This is what SWITCH participants Andre and Mylo have discovered. At the Fourth Annual Breakthrough Conference presented by Memphis Allies, each of them spent several minutes on stage having a conversation with Carl Davis, Memphis Allies’ managing director of operations.
I didn’t see nothing wrong with what I was doing for a long time.
– Mylo
The conference theme was “Cultivating Champions for a Safer Memphis.” If Memphis is to become safer — and the statistics and trends are moving in the right direction — then young men such as Andre and Mylo must have the courage to change.
A new view of ‘normal’
Initially, Andre and Mylo resisted Memphis Allies’ efforts to engage with them.
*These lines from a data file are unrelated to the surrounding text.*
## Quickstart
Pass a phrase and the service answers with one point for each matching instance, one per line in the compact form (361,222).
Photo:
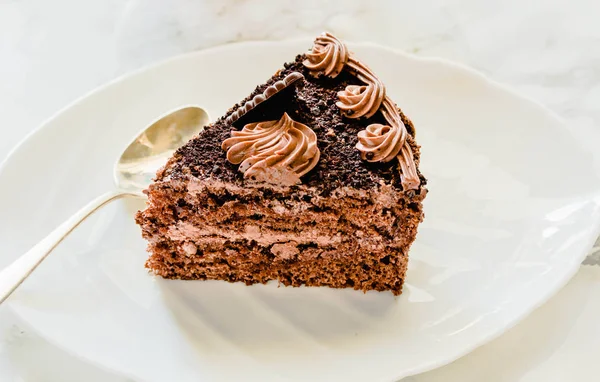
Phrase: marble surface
(52,52)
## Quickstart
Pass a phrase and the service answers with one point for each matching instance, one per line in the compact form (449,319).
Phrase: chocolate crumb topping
(269,92)
(313,105)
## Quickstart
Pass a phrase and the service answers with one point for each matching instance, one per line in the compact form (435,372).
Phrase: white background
(52,52)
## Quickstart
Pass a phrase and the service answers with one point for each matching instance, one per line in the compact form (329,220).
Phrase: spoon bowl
(151,149)
(133,172)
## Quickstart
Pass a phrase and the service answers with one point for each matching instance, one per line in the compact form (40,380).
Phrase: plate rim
(424,366)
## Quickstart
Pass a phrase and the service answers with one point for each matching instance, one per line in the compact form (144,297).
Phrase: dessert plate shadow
(513,208)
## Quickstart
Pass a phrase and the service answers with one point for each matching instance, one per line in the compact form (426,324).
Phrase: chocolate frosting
(376,143)
(327,57)
(276,152)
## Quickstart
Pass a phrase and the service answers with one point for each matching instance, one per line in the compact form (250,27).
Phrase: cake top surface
(323,121)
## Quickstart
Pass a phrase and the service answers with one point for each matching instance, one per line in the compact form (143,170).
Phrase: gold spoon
(133,173)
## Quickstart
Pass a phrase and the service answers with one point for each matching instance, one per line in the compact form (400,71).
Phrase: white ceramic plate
(513,207)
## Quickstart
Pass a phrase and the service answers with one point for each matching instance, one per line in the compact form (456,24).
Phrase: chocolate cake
(311,180)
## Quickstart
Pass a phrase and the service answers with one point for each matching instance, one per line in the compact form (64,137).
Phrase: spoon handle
(13,275)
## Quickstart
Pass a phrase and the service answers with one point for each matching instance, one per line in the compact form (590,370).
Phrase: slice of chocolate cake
(311,180)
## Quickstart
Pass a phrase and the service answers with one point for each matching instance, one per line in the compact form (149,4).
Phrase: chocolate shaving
(269,92)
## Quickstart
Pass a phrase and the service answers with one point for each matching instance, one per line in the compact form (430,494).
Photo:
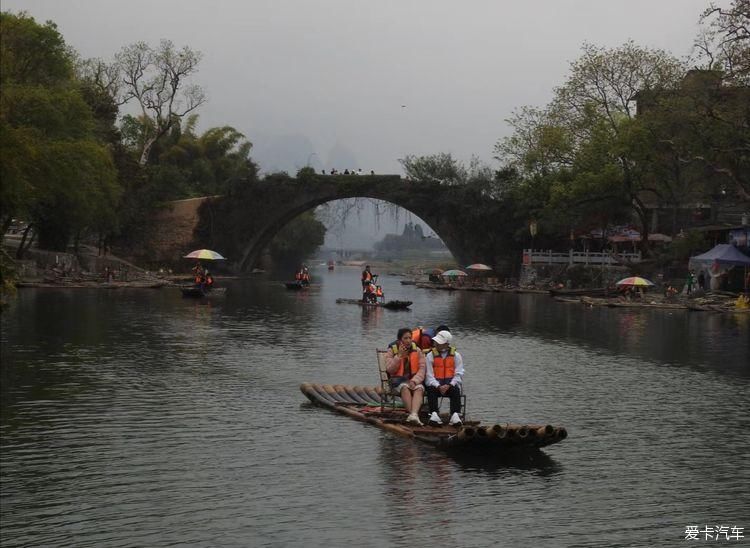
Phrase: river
(139,418)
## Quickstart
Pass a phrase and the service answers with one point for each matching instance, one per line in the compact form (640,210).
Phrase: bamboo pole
(335,395)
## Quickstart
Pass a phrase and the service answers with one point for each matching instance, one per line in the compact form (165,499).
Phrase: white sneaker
(414,419)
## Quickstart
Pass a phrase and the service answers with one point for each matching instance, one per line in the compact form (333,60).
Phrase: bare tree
(723,42)
(158,80)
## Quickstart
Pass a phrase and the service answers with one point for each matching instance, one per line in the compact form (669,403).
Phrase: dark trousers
(454,393)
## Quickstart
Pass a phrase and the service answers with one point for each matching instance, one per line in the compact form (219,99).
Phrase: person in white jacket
(444,375)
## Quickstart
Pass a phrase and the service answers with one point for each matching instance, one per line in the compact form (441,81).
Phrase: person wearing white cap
(445,372)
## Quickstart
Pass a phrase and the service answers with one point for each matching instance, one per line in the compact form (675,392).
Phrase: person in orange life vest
(366,278)
(406,370)
(198,273)
(369,295)
(444,375)
(422,337)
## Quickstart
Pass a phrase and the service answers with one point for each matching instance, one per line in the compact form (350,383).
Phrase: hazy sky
(325,81)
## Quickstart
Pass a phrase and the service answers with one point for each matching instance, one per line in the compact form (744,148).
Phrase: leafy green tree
(55,171)
(580,147)
(158,80)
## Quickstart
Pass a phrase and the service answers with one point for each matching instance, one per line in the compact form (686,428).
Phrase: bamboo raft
(363,404)
(198,293)
(392,305)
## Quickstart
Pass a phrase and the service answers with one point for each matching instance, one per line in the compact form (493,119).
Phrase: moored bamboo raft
(363,404)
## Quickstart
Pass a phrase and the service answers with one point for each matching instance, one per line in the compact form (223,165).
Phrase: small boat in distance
(391,305)
(197,292)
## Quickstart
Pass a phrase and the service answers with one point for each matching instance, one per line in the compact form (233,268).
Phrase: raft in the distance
(198,293)
(363,404)
(391,305)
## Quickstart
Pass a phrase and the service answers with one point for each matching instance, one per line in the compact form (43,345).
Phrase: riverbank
(700,302)
(710,304)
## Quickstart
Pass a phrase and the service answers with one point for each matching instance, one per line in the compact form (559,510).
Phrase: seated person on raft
(406,369)
(445,371)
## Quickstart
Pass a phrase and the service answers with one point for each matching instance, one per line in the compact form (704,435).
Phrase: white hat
(443,337)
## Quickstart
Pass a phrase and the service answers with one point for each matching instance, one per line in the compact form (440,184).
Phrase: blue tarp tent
(725,255)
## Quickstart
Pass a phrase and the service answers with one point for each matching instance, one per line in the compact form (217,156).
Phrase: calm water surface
(137,418)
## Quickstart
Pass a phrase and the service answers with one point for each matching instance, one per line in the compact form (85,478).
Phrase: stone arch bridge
(245,222)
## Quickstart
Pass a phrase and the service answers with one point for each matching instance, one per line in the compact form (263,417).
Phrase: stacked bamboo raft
(364,404)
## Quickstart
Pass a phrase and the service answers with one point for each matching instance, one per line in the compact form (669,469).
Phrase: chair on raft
(388,396)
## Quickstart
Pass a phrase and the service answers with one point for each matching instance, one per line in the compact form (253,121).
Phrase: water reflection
(142,411)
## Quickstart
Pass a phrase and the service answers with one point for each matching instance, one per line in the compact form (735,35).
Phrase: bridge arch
(263,238)
(246,222)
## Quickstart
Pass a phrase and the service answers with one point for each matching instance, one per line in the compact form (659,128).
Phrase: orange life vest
(412,367)
(444,368)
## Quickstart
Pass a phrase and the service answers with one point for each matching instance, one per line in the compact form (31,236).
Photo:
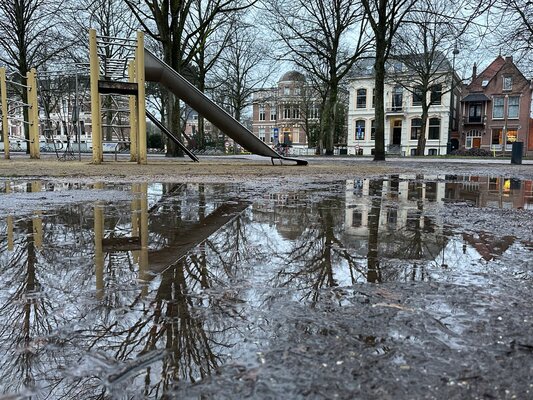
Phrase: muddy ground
(245,168)
(396,340)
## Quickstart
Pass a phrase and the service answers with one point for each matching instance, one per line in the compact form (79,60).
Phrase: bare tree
(319,38)
(214,36)
(385,18)
(30,36)
(420,48)
(514,22)
(242,68)
(168,23)
(431,31)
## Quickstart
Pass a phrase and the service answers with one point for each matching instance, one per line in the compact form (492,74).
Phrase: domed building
(283,114)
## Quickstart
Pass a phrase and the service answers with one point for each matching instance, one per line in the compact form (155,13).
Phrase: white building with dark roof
(403,112)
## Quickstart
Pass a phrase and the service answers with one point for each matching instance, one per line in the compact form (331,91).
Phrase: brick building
(496,108)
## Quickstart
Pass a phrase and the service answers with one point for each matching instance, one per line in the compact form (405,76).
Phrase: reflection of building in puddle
(288,212)
(491,192)
(488,246)
(402,202)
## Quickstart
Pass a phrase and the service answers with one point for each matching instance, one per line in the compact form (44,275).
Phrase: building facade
(403,111)
(496,108)
(283,114)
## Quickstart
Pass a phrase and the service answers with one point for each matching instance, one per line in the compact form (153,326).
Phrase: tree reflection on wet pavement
(399,287)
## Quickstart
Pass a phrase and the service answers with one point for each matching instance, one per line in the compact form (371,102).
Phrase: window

Mylo, Davis recalled, was so good at dodging staff that if hide-and-seek was an Olympic sport, “Mylo would win the gold medal.”
Andre, who had a gun charge, was a court referral. But that just meant he was required by law to participate, not that he was committing himself to it.
“I didn’t really want to be in this program,” Andre said. “I didn’t know why you people were bothering me. Dowdy (outreach specialist Antonio Dowdy) just kept coming.”
Mylo, who had rank in a gang, had much the same experience, saying, “I didn’t see nothing wrong with what I was doing for a long time.”
So, the change of mindset did not happen overnight. Rather, it was day after day, and month after month, of Andre and Mylo absorbing more positive reinforcement while negative influences began to fade.
A “switch” was coming, so to say.
Eventually, the young men began to look at what they had taken for granted differently. For instance, they often saw comments on social media stirring up conflict that led to shootings, sometimes homicides; they once considered that normal.
Carl Davis, managing director of Memphis Allies with a participant at the Fourth Annual Breakthrough Conference
And life can end over nothing.
‘Not even like that anymore’
“I’m gonna keep it real,” Mylo said, adding that changing his thoughts and actions did not come easily. “It was uncomfortable. It was boring. But you want to know something? If [Memphis Allies staff] stay on me to do the right thing, then that means I can help somebody else.
“I used to use the bad things to my advantage,” Mylo continued. “Because people knew me. But now, I can come to them as a changed person, I can say I am not even like that anymore, and they are actually proud.”
That is real progress. Of course, temptation is ever present.
Which is why Davis asked Mylo what keeps him from reverting to past, harmful, patterns.
“That’s a good question,” Mylo said, adding, “I’ve come too far to turn back to my old ways.”